La funeste colère de Jean-Luc Mélenchon
La funeste colère de Jean-Luc Mélenchon
Editorial. Lors des perquisitions de son domicile et du siège de LFI, Jean-Luc Mélenchon a perdu ses nerfs et la maîtrise indispensable aux hautes fonctions auxquelles il aspire.
Mélenchon filme la perquisition de son domicile
Durée : 02:33
Editorial du « Monde ». Depuis deux jours, les images ont défilé en boucle, occupé les médias et électrisé l’Assemblée nationale. On y voit Jean-Luc Mélenchon, député et leader de La France insoumise, mardi 16 octobre dans la matinée, vitupérant, hors de lui, devant la porte fermée du siège de son mouvement, où des policiers menaient une perquisition.
Ceint de son écharpe tricolore, l’ancien candidat à l’élection présidentielle dénonce une « honte », un « coup de force » et une opération de « police politique » destinée à « faire peur » à l’opposition. Doigt vengeur, il hurle au policier impassible qui lui interdit l’entrée : « Je suis un parlementaire. La République, c’est moi ! Ma personne est sacrée… » Puis, épaulé par plusieurs députés de son groupe, il force l’entrée, bouscule le vice-procureur de Paris présent sur les lieux et provoque, de fait, l’interruption de la perquisition.
Si l’esclandre avait pour objectif de noyer sous les cris et la fureur les causes de cette perquisition – et des procédures similaires menées auparavant à son domicile et chez plusieurs collaborateurs de son mouvement –, c’est raté. Car chacun sait maintenant que la police judiciaire est intervenue dans le cadre de deux enquêtes préliminaires ouvertes au parquet de Paris.
Soupçons d’abus
La première est relative à l’emploi présumé fictif d’assistants parlementaires européens par le parti mélenchoniste ; des enquêtes identiques ont été engagées, pour les mêmes raisons, à l’encontre du Rassemblement national (ex-FN) de Marine Le Pen et du MoDem de François Bayrou. La seconde porte sur d’éventuelles irrégularités dans le financement de la campagne présidentielle de Jean-Luc Mélenchon en 2017, signalées à la justice par la Commission nationale des comptes de campagne.
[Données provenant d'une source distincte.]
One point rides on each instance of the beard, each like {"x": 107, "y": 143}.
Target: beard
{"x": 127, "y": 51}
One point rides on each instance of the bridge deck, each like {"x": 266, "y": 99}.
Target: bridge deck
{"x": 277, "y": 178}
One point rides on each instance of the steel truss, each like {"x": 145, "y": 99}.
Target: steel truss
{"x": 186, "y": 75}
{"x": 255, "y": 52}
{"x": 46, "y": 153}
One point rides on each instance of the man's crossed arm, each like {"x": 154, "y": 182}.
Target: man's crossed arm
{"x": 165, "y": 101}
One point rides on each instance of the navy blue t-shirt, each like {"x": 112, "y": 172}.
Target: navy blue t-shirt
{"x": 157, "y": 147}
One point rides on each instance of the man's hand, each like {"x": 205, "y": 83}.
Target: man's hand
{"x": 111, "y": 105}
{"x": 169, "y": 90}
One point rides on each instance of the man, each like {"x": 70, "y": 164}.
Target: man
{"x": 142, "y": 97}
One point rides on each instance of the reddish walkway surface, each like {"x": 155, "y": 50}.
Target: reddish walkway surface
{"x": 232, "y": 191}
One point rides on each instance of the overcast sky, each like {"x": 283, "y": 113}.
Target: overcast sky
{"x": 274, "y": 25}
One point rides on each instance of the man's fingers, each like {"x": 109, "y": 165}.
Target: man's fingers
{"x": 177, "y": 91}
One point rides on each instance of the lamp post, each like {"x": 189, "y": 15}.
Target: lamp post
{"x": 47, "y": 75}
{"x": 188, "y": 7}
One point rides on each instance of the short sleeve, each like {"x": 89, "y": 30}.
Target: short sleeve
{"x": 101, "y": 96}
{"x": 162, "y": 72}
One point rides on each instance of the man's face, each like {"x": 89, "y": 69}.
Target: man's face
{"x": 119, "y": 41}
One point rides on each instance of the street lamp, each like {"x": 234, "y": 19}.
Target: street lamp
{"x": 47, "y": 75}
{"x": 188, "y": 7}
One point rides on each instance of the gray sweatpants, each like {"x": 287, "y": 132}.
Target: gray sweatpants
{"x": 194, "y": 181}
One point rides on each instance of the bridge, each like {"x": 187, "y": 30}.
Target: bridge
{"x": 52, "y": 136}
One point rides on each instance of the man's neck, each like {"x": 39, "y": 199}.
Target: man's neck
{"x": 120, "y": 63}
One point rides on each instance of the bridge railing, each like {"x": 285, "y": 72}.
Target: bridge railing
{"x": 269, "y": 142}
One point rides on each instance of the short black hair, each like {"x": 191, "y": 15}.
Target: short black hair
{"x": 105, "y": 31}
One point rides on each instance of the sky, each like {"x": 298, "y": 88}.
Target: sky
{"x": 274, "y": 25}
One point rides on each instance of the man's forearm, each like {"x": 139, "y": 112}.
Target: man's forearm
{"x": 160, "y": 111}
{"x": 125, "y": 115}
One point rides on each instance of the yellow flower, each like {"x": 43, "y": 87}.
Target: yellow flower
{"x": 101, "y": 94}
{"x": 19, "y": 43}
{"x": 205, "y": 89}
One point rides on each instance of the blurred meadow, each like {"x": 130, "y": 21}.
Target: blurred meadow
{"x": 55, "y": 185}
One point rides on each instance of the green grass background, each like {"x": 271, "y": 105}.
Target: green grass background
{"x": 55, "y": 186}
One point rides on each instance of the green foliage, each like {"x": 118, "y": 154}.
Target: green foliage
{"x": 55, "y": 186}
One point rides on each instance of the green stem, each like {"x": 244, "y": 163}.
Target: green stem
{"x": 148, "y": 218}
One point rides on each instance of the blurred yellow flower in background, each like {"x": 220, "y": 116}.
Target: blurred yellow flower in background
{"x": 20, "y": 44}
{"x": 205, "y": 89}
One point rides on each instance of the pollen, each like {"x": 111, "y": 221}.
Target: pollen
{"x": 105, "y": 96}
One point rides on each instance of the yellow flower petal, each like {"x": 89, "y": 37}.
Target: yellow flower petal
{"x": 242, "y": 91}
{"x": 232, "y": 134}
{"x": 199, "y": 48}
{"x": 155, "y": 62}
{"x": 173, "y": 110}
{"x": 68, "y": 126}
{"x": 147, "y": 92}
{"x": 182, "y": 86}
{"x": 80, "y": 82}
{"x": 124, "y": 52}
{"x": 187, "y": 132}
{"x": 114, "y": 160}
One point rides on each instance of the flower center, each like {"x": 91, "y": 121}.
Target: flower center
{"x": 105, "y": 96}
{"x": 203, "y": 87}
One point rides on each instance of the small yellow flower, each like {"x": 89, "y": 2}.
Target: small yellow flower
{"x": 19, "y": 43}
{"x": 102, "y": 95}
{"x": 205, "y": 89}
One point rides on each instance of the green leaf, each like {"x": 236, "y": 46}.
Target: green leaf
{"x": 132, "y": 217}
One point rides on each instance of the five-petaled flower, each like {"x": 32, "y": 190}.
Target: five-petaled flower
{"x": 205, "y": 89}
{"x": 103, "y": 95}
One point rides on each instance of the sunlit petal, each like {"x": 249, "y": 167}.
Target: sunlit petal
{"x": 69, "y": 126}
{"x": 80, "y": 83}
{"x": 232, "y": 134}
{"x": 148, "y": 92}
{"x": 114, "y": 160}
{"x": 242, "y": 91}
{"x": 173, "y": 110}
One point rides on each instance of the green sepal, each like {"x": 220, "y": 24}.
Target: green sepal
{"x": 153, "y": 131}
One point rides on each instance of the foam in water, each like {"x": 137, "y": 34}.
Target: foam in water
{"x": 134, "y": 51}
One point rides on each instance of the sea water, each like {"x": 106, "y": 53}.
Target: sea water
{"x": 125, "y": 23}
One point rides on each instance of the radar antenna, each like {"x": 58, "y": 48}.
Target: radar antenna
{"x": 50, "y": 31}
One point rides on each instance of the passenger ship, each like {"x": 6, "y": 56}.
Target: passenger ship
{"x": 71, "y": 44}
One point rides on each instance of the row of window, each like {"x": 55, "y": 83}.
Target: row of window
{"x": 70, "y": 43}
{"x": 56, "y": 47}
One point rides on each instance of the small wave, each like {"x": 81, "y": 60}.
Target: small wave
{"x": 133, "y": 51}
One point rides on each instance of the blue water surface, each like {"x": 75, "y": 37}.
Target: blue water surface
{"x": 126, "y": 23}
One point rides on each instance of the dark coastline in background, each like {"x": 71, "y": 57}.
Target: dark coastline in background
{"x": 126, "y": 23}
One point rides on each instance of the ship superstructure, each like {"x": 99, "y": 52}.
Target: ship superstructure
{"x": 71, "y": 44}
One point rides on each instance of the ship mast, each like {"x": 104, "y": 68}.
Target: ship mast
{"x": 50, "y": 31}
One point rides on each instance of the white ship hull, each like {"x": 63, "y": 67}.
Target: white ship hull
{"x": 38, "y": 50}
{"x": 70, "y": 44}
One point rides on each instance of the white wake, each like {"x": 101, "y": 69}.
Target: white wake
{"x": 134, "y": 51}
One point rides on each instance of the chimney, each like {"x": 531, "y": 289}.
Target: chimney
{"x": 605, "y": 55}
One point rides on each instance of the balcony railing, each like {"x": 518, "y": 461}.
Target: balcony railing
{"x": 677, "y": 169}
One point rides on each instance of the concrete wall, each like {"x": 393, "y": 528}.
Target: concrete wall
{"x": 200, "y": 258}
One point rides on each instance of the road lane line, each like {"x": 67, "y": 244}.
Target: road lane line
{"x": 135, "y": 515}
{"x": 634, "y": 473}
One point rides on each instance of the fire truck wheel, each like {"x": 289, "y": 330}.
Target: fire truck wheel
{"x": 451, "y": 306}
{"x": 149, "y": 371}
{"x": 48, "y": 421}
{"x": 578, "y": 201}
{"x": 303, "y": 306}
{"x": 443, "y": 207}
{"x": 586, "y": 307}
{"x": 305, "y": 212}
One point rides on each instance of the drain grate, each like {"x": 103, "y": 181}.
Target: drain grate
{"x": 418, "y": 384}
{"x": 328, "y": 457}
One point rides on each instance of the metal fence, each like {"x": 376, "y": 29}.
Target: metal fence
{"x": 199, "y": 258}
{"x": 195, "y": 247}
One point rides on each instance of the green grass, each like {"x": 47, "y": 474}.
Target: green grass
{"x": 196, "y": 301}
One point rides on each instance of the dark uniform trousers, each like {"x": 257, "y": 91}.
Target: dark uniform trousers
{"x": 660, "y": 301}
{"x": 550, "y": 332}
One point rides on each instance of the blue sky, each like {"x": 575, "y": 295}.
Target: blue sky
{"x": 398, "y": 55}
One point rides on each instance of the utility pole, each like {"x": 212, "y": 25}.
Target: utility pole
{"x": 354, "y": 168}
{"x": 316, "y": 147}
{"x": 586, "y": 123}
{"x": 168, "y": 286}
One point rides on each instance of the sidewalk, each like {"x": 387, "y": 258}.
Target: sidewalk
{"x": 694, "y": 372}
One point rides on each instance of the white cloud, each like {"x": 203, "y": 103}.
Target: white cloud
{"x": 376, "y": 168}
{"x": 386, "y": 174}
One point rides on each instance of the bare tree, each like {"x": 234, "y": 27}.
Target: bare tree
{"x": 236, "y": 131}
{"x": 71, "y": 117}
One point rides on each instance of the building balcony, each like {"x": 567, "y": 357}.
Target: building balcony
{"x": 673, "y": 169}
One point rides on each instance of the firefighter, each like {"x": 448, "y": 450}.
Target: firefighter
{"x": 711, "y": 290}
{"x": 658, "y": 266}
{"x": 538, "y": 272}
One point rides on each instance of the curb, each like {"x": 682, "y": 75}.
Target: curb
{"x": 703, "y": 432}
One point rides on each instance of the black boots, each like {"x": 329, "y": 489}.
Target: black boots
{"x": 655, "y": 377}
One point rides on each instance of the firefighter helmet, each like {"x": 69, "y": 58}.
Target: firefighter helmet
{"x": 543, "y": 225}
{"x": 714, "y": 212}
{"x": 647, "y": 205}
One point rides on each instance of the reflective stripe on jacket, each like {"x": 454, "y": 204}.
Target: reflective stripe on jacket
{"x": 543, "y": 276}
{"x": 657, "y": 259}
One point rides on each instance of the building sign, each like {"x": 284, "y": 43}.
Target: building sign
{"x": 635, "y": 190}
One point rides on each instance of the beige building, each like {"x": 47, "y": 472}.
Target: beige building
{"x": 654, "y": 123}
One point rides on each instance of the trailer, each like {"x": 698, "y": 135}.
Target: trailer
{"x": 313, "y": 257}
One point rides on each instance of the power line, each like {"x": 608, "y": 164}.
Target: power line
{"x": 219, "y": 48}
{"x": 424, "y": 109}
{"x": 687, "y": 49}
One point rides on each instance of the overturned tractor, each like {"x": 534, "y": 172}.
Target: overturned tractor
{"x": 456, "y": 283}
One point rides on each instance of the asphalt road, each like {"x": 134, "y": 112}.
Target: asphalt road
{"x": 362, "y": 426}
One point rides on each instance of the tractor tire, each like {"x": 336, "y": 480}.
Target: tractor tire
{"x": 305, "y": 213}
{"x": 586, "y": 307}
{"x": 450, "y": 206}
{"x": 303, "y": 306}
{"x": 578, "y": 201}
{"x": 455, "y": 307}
Dans les deux cas, il s’agit donc de soupçons d’abus, voire de détournement d’argent public. Puisqu’il s’honore d’être l’élu du peuple, le député de Marseille ne peut oublier qu’il est également financé par le peuple, dont les impôts contribuent aussi bien au budget du Parlement européen qu’au remboursement des frais de campagne. En l’occurrence, 6 millions d’euros ont été restitués par l’Etat au candidat Mélenchon de 2017.
Qu’il ait été délibéré ou spontané, le coup de sang du leader des « insoumis » est calamiteux, pour lui-même comme pour son mouvement. Voilà un député, qui plus est président de groupe, qui conteste violemment, entrave et veut discréditer une procédure judiciaire, certes spectaculaire et déplaisante pour les intéressés, mais, quoi qu’il en dise, parfaitement conforme aux règles de la procédure.
Applaudi par les députés lepénistes
Voilà un parlementaire qui appelle volontiers les élites politiques du pays à l’exemplarité et qui bouscule, vilipende et jette l’opprobre sur l’autorité de la police et de la justice, s’attirant au passage la condamnation générale de leurs syndicats… et de nouvelles poursuites du parquet.
Voilà un responsable qui ne se privait pas, en mars 2017, de faire la leçon à Marine Le Pen lorsqu’elle s’offusquait de l’enquête ouverte contre le Front national (dans l’affaire des assistants parlementaires européens) et qui adopte aujourd’hui le même comportement, joue les victimes, dénonce une « police politique » et obtient, en retour, les applaudissements des députés lepénistes.
Voilà enfin un homme qui ambitionne de rassembler « le peuple », à commencer par celui de gauche, et qui perd ses nerfs, « disjoncte » en public, bref, démontre qu’il n’a pas la maîtrise indispensable aux hautes fonctions auxquelles il aspire.